Verwirrende Bluray-Editionen

Ich bin gerade dabei, einen Rewatch des Marvel Cinematic Universe (MCU) zu machen. In der chronologischen Reihenfolge, in der die Filme erschienen sind. Dazu gibt es jeden Samstag hier auf dem Blog einen kleinen Text. Aber natürlich besteht das MCU lange nicht mehr nur aus den von Marvel Entertainment und Disney produzierten Filmen. Mittlerweile ist es ein Multiversum, das viele Möglichkeiten bietet, alle vergangenen Produktionen an diesem großartigen Universum teilhaben zu lassen. Natürlich regt es ebenso zu viel Schabernack ein, der etwas zu sehr ausartet. Bei Deadpool & Wolverine ging es beispielsweise etwas zu weit. Aber der Text kommt erst im August 2025 (wenn mein Plan entsprechend aufgeht).

Jedenfalls sind die X-Men ein großer Teil von Marvel. Zumindest was die Comics anbelangt. Sie bilden ein eigenes kleines Universum im riesigen Marvel-Kosmos. Es sind großartige Geschichten, manchmal skurrile Charaktere und nach Spider-Man meine liebste Marvel-Nische. Deshalb fand ich es lange Zeit sehr charmant, dass Fox die Rechte an den Mutanten besaß und so ein eigenes, von Marvel getrenntes Film-Universum aufbauen konnte. Das ist ihnen auch recht gut gelungen. Zwar haben Unsicherheiten dazu geführt, dass sie die Reihe etwas zu oft rebootet haben und es hat ein Gesamtkonzept gefehlt, wie ich finde, aber im Endeffekt sind die X-Men Filme eine tolle Errungenschaft.

Die Filme habe ich schon sehr lange nicht mehr gesehen. Zum Glück gibt es Blu-ray-Boxen, die hier Abhilfe schaffen. Ich könnte mir auch Disney+ klicken, aber so oft schaue ich die Filme dann doch nicht und eine hübsche Box im Regal zu haben, neben den Collectors Editionen von den MCU-Phasen 1 bis 3 ist reizvoll. Nur muss man aufpassen, was man kauft, sonst hat man am Ende nur 6 Filme, anstatt der 10, die es maximal in einer Box gibt. Die Bezeichnungen auf Amazon sind da nicht gerade eindeutig.

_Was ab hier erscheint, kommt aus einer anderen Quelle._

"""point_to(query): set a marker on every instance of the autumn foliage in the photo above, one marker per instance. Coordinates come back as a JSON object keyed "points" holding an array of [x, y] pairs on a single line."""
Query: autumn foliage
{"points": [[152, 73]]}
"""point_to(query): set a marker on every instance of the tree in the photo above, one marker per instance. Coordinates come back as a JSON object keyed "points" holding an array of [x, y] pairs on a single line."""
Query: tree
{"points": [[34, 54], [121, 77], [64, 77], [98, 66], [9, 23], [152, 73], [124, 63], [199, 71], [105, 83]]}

Es gibt etwa eine X-Men – Complete Collection Blu-ray-Box als typische deutsche Version. Diese beinhaltet 5 Filme. Dann gibt es eine X-Men Collection. Ebenfalls eine deutsche Version und allerdings mit 6 Filmen. Die  X-Men Cerebro Collection beinhaltet 7 Filme. Es ist nicht immer einfach, herauszufinden, welche Filme wirklich enthalten sind. Hier ist es hilfreich, sich auf Rezensionen zu verlassen, die die Inhalte auflisten. Besonders lustig wird es aber, wenn man noch die UK-Importe einbezieht. Hier gibt es nämlich ebenso eine X-Men – Collection, allerdings als 10-Filme-Sammlung. Diese ist also wirklich fast komplett. Aber auch nur fast, denn aus irgendeinem Grund hat sich der Vertrieb entschieden, Logan aus der Sammlung zu exkludieren. Zum Glück habe ich den damals als eigene Blu-ray gekauft, die ich noch besitze.

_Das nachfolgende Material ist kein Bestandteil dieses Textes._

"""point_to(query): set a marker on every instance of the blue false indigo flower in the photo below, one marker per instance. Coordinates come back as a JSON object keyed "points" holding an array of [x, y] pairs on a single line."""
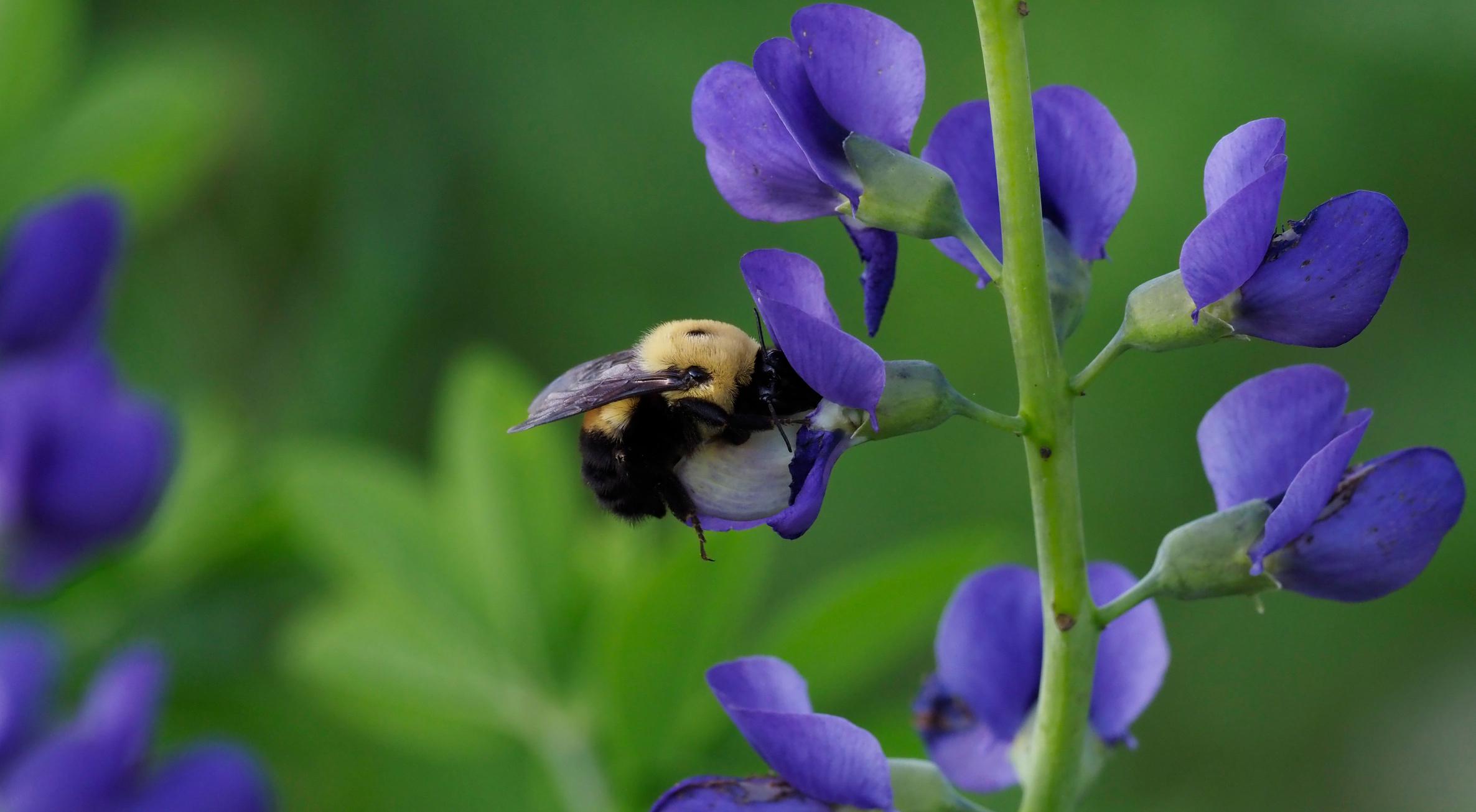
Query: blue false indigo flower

Es gilt also genau zu lesen, bevor man sich an eine Collection heranwagt. Nicht nur sind die Inhalte anders, auch die Preise sind nicht immer nachvollziehbar. Deshalb finde ich die Importe aus anderen EU-Ländern oder UK interessant. Hier ist es von Vorteil, wenn man des Englischen mächtig ist und auf eine deutsche Synchro verzichten kann. Oder es sind bei manchen EU-Ländern ebenso die deutsche Tonspur enthalten. Der Blick in die Produktbeschreibung lohnt sich, um sicherzugehen, dass man auch wirklich das kauft, was man haben möchte.